TODO: Add a new rule that checks termination and confluence for sets of rewrite rules, not for individual rules!

Modules

Each Dedukti theory file defines a module. Any implementation of the standard must provide a way to associate to each module name m a unique filename m.dk. A symbol x that was introduced in a module m can be referenced

  • inside of module m by m.x or x, and
  • outside of module m by m.x, provided that the command require m was encountered in the current theory before.

Checking

First, we initialise a few global variables:

  • $\Gamma$: A global context $\Gamma$ contains statements of the shape $x : A$ and $l \hookrightarrow _\Delta r$.
  • open (set of module names): When a theory a requires b and b requires a, then we should detect an infinite loop. For this, we insert a into open when we start checking it and remove it from open only once we have finished checking it. This allows us to conclude an infinite loop when upon checking a, a is already in open.
  • checked (set of module names): When a theory a requires b and c, and both b and c require d, then checking a should only check d once. For this, we insert d into checked once it has been checked, in order to prevent d to be checked a second time.
  • private, definable, and injective (sets of quantified identifiers).

All these sets are initially empty.

To check a module m, we perform the following.

If m is in open, we fail, otherwise we add m to open. If m is in checked, we are done checking m.

We initialise a local variable required, which stores the set of modules from which the current module may access symbols.

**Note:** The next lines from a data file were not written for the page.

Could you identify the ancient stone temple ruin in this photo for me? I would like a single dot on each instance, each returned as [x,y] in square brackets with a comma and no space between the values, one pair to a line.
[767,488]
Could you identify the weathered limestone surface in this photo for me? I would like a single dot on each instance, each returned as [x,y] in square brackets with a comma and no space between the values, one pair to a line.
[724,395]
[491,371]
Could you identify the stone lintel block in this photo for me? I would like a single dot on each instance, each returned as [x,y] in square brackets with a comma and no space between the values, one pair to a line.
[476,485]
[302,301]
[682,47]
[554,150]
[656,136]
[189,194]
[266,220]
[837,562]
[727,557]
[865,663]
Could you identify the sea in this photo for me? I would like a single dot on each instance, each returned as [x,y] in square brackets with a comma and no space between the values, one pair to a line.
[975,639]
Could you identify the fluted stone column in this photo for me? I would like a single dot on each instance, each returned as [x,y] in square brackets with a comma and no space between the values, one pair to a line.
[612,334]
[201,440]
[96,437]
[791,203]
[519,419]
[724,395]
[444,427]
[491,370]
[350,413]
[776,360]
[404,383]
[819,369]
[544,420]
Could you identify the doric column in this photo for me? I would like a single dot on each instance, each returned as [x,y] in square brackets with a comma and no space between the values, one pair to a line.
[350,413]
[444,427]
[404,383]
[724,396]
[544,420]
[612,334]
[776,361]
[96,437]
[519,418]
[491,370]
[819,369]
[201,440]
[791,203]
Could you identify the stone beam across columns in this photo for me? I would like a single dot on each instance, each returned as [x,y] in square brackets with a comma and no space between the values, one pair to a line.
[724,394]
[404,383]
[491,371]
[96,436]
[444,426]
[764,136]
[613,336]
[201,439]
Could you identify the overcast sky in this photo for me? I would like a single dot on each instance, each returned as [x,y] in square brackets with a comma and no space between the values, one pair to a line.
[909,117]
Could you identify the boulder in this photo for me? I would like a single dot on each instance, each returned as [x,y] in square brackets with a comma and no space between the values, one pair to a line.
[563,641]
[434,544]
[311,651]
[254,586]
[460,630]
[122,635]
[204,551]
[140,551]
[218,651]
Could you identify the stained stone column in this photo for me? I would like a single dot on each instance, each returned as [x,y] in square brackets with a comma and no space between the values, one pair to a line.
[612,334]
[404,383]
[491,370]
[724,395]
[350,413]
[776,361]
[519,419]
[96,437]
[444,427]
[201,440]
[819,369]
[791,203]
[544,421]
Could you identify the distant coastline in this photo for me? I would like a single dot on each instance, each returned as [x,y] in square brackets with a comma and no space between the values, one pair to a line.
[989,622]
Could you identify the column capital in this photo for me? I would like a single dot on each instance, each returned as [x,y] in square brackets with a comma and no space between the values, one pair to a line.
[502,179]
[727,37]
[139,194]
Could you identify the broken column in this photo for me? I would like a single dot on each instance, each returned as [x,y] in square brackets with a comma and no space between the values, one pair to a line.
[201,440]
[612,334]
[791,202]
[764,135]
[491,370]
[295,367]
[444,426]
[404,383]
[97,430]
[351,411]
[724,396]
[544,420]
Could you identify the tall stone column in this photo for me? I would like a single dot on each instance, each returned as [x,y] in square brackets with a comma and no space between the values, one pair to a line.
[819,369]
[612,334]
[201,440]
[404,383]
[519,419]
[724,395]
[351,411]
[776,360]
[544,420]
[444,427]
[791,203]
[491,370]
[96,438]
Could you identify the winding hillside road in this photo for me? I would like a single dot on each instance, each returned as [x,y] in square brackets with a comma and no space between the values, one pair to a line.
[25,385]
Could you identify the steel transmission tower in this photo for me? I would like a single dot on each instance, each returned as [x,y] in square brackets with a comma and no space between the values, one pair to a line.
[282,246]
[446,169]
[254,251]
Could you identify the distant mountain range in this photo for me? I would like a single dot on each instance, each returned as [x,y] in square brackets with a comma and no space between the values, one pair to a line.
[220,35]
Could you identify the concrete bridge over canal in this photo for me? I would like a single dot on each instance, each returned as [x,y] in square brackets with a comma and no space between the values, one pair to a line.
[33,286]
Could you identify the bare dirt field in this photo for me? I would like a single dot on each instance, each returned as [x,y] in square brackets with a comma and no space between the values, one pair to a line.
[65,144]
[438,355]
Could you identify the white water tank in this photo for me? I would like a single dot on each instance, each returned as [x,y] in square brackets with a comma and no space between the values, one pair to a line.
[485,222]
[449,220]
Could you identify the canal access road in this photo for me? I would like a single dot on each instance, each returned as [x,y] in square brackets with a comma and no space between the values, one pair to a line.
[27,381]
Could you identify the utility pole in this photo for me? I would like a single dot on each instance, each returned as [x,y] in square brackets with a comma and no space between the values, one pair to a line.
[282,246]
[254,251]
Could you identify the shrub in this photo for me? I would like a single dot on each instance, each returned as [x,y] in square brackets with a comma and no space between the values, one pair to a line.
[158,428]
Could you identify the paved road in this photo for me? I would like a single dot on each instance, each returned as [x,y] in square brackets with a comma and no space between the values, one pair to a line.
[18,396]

This is a local and not a global variable for the following reason: If we have a module a depending on b and b depending on c, then a should not automatically have access to symbols from c, because if b stops depending on c, a should still check successfully. In other words, require is not transitive.

For every command c in the module m, we first prefix all non-qualified constants in c with m, then verify that for any constant n.x in c, if n $\neq$ m, then required must contain n and private must not contain n.x. Then, we preprocess c, then perform the following:

  • If c declares a dependency on a module by require m, we add m to required and check m.
  • If c introduces a set of rewrite rules [ctx1] l1 --> r1 ... [ctxn] ln --> rn: We translate every rewrite rule to $l \hookrightarrow _\Delta r$, and verify that $\Gamma, \Delta \vdash ^r l \hookrightarrow r; \mathrm{wf}$ and $h$ is in definable, where $h$ is the head symbol of $l$. At the end, we add all the translated rewrite rules to $\Gamma$.
  • If $c$ introduces a new symbol by x : A, we translate $A = |$A$|$, we verify that $\Gamma \vdash A : s$ and $x$ is not in $\Gamma$, and we add $x : A$ to $\Gamma$. . If c introduces a new private symbol by private x : A, then we perform the same as for x : A before adding $x$ to private.
  • If c introduces a new definable symbol by def x : A, then we perform the same as for x : A before adding $x$ to definable.
  • If c introduces a new injective symbol by injective x : A, then we perform the same as for x : A before adding $x$ to injective. It is up to the implementation to verify that for all $\vec t$ and $\vec u$ of same length, $x \vec t \equiv _{\Gamma\beta} x \vec u$ implies $\vec t \equiv _{\Gamma\beta} \vec u$.
  • If c is an assertion of shape assert t : A, we verify that $\Gamma \vdash |$t$| : |$A$|$.
  • If c is an assertion of shape assert t == A, we verify that $|$t$| \equiv _{\Gamma\beta} |$A$|$.
  • If c is a pragma, the behaviour is up to the implementation.

Finally, we add m to checked and remove m from open.